Ordering of adsorbed rigid rods mediated by the Boussinesq interaction on a soft substrate

TL;DR

This paper develops a theoretical model describing how elastic substrate deformation mediates orientational ordering of surface-deposited rods, revealing a continuous isotropic-nematic phase transition influenced by substrate elasticity.

Contribution

It introduces a novel mean-field model incorporating Boussinesq elastic interactions for anisotropic rods on soft substrates, elucidating the conditions for orientational phase transitions.

Findings

Rod interactions are mediated by substrate deformation.

A continuous isotropic-nematic transition occurs.

Elastic free-energy influences ordering behavior.

Abstract

Orientational ordering driven by mechanical distortion of soft substrates plays a major role in material transformation processes such as elastocapillarity and surface anchoring. We present a theoretical model of the orientational response of anisotropic rods deposited onto a surface of a soft, elastic substrate of finite thickness. We show that anisotropic rods exhibit a continuous isotropic-nematic phase transition, driven by orientational interactions between surface deposited rods.

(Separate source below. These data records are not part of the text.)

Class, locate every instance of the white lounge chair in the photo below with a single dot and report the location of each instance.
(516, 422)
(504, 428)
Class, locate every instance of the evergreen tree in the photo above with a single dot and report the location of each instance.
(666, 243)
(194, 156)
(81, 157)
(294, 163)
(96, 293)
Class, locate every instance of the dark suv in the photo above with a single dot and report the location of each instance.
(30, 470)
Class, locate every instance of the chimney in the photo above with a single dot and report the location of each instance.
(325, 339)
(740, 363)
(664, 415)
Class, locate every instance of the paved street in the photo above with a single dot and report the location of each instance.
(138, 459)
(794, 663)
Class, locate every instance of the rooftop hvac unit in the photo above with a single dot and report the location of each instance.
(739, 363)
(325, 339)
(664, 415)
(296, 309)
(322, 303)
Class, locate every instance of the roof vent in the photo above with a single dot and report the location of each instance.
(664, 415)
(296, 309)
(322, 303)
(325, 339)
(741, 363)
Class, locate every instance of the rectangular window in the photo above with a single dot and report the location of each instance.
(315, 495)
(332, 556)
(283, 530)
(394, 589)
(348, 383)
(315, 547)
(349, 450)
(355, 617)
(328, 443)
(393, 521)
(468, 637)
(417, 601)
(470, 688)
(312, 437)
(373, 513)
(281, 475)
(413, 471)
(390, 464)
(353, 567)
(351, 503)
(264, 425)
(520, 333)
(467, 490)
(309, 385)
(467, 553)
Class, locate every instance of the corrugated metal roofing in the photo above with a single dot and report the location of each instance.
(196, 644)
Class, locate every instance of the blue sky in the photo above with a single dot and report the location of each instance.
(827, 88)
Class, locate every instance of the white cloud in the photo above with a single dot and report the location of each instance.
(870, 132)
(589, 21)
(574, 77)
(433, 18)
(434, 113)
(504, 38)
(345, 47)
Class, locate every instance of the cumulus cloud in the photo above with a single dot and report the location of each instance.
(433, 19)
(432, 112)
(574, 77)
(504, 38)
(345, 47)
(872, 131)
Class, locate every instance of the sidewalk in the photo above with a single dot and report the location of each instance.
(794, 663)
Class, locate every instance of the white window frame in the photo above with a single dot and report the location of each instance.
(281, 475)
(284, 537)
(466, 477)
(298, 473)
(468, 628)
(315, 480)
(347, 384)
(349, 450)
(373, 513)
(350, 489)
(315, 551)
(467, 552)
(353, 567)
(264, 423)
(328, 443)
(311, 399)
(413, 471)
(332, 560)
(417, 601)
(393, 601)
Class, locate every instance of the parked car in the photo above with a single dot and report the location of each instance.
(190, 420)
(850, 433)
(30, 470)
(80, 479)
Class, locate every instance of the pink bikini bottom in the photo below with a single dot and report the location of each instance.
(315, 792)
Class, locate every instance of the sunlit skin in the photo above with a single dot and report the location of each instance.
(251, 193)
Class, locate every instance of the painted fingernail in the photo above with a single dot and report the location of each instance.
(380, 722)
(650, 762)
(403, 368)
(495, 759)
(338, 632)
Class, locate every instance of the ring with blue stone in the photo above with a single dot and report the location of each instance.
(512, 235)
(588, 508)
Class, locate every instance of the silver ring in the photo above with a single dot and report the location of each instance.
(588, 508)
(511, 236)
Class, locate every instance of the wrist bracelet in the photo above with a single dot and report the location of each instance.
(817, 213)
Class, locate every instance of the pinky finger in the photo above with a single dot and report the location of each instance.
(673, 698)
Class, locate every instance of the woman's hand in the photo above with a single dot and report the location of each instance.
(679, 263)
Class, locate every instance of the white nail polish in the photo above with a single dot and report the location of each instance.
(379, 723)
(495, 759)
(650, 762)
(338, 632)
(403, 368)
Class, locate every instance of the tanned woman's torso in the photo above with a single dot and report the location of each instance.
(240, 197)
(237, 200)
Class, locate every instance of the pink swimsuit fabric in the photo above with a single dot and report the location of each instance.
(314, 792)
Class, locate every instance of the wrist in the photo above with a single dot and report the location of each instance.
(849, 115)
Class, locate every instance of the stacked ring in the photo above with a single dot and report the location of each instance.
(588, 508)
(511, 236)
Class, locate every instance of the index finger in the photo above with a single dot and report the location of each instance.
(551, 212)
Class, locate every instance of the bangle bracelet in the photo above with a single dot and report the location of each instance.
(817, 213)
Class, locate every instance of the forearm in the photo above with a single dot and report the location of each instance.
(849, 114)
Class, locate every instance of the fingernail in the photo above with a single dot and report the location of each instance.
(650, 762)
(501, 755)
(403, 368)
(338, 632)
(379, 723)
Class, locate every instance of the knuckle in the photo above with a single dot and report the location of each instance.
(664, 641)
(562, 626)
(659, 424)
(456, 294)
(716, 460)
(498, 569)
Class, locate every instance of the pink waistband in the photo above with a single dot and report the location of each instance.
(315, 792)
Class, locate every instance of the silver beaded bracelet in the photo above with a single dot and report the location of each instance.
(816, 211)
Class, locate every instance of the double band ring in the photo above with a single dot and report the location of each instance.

This interaction is mediated by the deformation of the underlying elastic substrate, and is quantified by the Boussinesq solution adapted to the case of slender, surface deposited rods. From the microscopic rod-rod interactions we derive the appropriate Maier-Saupe mean-field description, which includes the Boussinesq elastic free-energy contribution due to the substrate elasticity, derive the conditions for the existence of a continuous orientational ordering transition and discuss the implication of results in the soft (bio) systems context.